Chief Dave Friess of the Garrettsville-Freedom-Nelson Fire District said fire investigators and insurance company investigators still are working on determining the losses in Saturday's blaze, but said it will be significant.
"My guesstimate ... is $5 million," he said, based on the value of the buildings and their contents
Thirteen businesses were destroyed or displaced in the fire, which started on Main Street just after 1 p.m. Saturday and eventually resulted in a response from 34 fire departments from four counties. Two firefighters suffered smoke inhalation and were successfully treated and are recovering, but no bystanders were injured.
Fully one-quarter of the village's historic downtown, including the nearly 160-year-old Buckeye Building, was destroyed as hundreds of spectators watched firefighters work. The age of the buildings and their construction contributed to the speed with which the fire spread, Friess said Sunday.
Friess said the village "never ran out of water," though some in the community may have experience low water pressure during and after the blaze.
"If it had (run out of water), we would have issued a boil alert," he said. "We brought in tankers to preserve the village's water supply."
Firefighters kept watch for "hot spots" in the rubble and finally cleared the scene just before 4 p.m. Monday, Friess said.
The time schedule for demolition of rubble depends on the insurance companies and their investigation, he said.

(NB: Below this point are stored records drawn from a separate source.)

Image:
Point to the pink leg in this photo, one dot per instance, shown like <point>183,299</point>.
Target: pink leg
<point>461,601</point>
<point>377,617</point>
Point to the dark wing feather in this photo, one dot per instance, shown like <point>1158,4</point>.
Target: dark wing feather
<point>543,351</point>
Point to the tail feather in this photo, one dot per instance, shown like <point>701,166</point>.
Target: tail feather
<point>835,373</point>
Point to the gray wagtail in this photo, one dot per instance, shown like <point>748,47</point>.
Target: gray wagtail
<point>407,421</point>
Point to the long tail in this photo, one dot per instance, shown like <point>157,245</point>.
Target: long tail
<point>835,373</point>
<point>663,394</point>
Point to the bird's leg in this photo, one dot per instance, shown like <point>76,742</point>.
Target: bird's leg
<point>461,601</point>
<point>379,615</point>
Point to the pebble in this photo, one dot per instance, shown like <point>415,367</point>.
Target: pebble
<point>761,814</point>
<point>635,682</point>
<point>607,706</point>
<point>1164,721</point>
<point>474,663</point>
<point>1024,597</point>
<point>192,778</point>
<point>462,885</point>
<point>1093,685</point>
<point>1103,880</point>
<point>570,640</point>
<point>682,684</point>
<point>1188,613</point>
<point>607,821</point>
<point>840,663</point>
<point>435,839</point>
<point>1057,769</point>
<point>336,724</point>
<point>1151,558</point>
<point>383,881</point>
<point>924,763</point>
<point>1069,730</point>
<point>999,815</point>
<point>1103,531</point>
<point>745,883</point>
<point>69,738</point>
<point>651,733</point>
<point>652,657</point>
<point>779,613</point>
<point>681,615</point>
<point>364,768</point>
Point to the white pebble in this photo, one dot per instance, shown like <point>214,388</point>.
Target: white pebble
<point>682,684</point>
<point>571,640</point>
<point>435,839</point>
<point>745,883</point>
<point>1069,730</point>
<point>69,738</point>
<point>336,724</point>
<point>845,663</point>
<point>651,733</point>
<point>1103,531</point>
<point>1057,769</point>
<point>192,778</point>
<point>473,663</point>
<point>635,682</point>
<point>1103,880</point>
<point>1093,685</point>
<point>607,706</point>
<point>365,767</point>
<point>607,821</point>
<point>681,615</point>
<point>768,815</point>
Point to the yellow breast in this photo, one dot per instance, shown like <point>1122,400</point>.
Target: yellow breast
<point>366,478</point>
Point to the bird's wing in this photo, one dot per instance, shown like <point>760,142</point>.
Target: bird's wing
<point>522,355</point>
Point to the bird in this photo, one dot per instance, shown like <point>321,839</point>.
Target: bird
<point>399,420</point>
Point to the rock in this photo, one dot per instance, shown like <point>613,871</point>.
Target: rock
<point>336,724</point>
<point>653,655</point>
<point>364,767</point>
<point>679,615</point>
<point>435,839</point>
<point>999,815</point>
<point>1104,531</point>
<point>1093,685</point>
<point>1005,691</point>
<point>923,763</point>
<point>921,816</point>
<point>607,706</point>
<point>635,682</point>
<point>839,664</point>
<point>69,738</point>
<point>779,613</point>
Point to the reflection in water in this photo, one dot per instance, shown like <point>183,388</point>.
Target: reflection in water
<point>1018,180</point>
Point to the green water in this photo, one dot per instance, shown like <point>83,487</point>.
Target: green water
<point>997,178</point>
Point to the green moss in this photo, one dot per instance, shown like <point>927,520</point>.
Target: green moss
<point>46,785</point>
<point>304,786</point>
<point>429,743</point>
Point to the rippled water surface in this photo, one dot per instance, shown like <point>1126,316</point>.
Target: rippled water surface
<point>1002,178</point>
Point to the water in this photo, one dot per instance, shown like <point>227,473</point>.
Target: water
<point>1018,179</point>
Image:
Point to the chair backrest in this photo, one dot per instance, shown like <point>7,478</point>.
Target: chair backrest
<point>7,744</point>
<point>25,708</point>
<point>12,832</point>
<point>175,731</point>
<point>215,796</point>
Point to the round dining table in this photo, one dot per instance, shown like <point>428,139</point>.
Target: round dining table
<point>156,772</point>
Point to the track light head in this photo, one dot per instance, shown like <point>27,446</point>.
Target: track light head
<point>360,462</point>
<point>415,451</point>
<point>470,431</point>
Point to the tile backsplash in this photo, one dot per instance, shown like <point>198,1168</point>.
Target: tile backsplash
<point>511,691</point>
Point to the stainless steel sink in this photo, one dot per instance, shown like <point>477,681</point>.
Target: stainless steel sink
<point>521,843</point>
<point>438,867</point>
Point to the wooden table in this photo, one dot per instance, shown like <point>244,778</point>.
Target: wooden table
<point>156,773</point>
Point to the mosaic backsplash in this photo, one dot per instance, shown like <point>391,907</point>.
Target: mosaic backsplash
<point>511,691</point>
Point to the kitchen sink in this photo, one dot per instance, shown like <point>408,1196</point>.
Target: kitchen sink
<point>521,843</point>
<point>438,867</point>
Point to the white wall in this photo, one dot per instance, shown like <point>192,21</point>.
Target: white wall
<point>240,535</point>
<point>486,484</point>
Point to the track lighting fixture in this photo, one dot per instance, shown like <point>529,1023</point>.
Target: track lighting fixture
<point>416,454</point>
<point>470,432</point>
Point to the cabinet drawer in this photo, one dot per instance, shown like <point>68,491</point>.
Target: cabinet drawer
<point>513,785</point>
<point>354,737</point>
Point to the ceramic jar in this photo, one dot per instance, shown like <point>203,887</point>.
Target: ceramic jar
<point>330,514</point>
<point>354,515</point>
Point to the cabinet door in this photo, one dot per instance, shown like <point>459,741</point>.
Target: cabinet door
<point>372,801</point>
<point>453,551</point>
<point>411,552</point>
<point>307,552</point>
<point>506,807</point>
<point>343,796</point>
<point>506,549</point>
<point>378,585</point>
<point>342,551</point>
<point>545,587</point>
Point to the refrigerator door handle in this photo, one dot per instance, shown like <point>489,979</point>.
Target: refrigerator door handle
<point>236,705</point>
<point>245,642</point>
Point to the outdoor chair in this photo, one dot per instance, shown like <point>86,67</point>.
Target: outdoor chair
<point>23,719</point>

Workers fenced in the affected area on Monday, and insurance likely will pay for removal of the rubble once investigators are done sifting through it, he said.
The Portage County Fire Investigation Team, State Fire Marshal and ATF are assisting in the investigation into the cause of the fire.
Friess said department personnel are now washing out hoses, putting their trucks back in service and making repairs to broken or damaged equipment.
"This was obviously out of the ordinary for us," he said.